The Hardy Tree, a Beloved Fixture of a London Cemetery, Topples Over

On Tuesday afternoon, a few local residents gathered around the tree, either in tribute or because they happened to be walking by with their dogs. Lester Hillman, a church volunteer and a local guide, recited a Hardy poem.

We late-lamented, resting here,

Are mixed to human jam,

And each to each exclaims in fear,

‘I know not which I am!’

Mr. Hillman said the poem was inspired by Hardy’s work in the St. Pancras Old Church cemetery. Among the remains that were exhumed were those of William Franklin, the son of Benjamin Franklin, who helped draft the Declaration of Independence, Mr. Hillman said.
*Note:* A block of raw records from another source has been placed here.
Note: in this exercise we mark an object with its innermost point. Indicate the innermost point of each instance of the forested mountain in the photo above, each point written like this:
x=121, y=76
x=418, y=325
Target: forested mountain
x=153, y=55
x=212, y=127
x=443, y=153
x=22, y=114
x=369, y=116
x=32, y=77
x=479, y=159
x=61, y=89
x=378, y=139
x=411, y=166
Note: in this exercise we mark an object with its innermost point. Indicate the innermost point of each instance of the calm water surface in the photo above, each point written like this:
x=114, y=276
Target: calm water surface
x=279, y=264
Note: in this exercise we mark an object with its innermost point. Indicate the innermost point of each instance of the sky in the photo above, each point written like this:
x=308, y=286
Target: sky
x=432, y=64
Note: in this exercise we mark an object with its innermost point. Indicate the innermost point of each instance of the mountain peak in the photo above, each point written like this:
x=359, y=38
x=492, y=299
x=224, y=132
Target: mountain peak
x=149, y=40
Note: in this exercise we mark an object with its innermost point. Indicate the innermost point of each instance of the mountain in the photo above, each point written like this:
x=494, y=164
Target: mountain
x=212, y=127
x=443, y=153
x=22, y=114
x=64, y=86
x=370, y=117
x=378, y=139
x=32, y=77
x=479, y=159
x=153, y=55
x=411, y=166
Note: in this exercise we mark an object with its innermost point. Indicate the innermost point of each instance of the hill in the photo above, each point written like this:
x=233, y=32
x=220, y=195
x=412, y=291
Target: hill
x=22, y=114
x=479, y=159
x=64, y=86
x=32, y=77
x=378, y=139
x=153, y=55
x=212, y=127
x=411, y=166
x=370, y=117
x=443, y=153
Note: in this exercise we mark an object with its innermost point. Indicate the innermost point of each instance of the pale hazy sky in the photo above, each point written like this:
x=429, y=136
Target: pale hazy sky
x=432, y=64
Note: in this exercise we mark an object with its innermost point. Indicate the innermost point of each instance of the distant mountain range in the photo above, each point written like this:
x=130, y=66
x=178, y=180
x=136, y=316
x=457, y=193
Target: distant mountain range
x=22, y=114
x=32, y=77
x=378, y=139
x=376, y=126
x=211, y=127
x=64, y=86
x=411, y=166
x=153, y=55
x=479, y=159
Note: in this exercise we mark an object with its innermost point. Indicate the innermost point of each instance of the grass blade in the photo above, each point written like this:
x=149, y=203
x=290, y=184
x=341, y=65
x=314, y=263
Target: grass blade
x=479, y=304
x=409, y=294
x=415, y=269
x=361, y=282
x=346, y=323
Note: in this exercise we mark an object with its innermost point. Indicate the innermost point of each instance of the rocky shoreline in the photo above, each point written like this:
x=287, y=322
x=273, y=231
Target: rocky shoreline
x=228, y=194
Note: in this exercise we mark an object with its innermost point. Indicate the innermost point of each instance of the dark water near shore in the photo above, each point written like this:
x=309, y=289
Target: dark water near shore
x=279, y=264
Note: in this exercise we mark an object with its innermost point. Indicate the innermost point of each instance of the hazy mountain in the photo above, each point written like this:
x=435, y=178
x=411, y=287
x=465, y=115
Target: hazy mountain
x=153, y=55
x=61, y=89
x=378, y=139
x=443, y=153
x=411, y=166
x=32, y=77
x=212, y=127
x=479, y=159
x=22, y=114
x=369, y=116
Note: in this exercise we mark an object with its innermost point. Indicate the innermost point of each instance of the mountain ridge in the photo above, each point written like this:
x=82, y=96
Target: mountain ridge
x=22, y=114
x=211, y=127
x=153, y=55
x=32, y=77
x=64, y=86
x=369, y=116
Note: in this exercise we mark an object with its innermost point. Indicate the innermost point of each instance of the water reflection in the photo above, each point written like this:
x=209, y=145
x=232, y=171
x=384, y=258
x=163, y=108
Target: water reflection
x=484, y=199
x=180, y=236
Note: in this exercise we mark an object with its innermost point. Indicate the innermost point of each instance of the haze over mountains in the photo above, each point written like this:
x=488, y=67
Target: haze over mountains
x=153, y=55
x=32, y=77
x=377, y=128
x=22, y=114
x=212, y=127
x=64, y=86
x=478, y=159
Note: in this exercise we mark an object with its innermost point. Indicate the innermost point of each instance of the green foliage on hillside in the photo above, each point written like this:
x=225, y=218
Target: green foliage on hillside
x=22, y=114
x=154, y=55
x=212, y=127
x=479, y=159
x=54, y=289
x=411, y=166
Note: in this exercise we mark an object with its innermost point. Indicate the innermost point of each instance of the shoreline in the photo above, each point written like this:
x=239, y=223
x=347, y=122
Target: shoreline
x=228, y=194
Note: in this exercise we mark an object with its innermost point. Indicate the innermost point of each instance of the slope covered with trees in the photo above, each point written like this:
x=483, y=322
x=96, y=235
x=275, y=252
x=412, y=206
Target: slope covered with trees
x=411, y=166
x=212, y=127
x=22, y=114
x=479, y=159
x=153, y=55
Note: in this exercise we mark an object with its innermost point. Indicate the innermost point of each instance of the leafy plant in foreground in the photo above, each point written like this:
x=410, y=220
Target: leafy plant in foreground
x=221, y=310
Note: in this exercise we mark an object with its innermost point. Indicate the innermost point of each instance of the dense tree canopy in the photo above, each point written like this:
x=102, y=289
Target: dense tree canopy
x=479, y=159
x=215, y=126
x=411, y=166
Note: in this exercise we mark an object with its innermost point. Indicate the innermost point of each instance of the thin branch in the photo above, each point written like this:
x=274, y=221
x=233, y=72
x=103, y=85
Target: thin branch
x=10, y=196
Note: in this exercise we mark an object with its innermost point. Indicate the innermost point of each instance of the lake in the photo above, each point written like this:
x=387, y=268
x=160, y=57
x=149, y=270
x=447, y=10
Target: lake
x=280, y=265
Joseph Khoury, a tourist from Canada on a two-week vacation to Britain, was familiar with the tree but did not know that it had fallen until he arrived at the cemetery with his son and saw it for himself. “It’s such a landmark,” he said. “The thing that’s going through my mind is will they plant another tree in its place to commemorate it.”

The site on which the Hardy Tree grew is one of the oldest places of Christian worship in London, and Roman tile can be found in the exposed medieval wall of the Anglo-Catholic church that was rebuilt there, according to Father Elston. Before the cemetery excavation, the churchyard was frequented by Charles Dickens, who lived nearby and referred to it in “The Tale of Two Cities.” Mary Shelley, who wrote “Frankenstein,” also spent time in the park, where her mother, the feminist Mary Wollstonecraft, was buried before her remains were relocated.

The Hardy Tree, which was reportedly diseased, in February.Credit…Erin McCann/The New York Times

Father Elston said he hoped that people would still visit the place where the tree stood, since the gravestones that encircled it had hardly been damaged by the falling tree. “It was a way into the church,” he said. “I hope the site will still be of significance.”

Richard Roques, who leads tours of the King’s Cross area, which includes the Hardy Tree, said he loved it for its connection to the past.

“It tells a story, a physical story of time changing and the march of progress and the railways going ahead, and the tree then simply continuing in its growth while the gravestones are there,” Mr. Roques said.